T-34-85 in the post-war period

Production of the last serial "thirty-four" ended in 1946, and was replaced by a medium tank with the T-44 index. In the post-war period, the T-34-85 was still the main tank; it remained in this status until the 1950s. The T-44 was supplied to the troops in small quantities, and the production of the T-54 occurred at a very slow pace.

As the armored tank fleet of the USSR was updated, the T-34-85 passed into training status and was gradually removed from service, and, for example, the vehicles located in the training units of the Trans-Baikal and Far Eastern districts were used until the beginning of the 1970s.
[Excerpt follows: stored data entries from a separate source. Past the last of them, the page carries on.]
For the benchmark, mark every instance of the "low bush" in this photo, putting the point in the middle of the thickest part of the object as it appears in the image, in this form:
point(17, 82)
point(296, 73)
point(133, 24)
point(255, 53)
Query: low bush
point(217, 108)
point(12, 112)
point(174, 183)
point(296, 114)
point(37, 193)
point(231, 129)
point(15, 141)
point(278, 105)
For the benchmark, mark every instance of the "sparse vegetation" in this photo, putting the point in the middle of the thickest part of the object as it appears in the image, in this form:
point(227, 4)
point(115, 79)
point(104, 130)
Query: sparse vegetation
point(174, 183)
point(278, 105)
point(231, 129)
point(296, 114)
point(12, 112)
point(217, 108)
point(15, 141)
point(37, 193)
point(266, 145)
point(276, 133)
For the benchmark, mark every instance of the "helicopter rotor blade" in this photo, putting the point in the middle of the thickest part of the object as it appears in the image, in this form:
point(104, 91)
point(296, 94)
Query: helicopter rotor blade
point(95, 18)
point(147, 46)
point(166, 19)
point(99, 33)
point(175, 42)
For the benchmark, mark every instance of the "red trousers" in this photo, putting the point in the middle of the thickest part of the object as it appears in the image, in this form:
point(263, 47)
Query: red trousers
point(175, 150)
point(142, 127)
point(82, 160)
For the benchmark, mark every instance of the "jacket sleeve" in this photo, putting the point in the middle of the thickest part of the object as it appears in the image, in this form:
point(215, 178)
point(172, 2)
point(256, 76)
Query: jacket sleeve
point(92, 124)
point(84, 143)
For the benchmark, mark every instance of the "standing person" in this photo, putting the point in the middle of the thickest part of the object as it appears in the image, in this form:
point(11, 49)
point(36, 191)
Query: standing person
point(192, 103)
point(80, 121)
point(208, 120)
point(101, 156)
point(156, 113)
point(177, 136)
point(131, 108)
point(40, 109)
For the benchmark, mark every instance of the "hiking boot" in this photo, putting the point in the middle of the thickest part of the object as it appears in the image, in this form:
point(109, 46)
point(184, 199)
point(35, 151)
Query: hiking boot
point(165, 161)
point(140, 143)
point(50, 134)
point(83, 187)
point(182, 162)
After the end of the war, the T-34-85 took part in almost all military conflicts: in Korea, Vietnam, Kampuchea, the Middle East, Cuba, Afghanistan and others. The "thirty-four" also took part in military conflicts in Europe: the Hungarian uprising of 1956, military clashes between Turks and Cypriots on the island of Cyprus and the war in Yugoslavia in the 1990s.

The T-34-85 was in service with the ATS countries, a number of African countries, and was also in service in the states of Southeast Asia. Today, the “thirty-four” continue to carry out military service in several countries (Vietnam, Guinea, Yemen, North Korea, Laos, Cuba, etc.).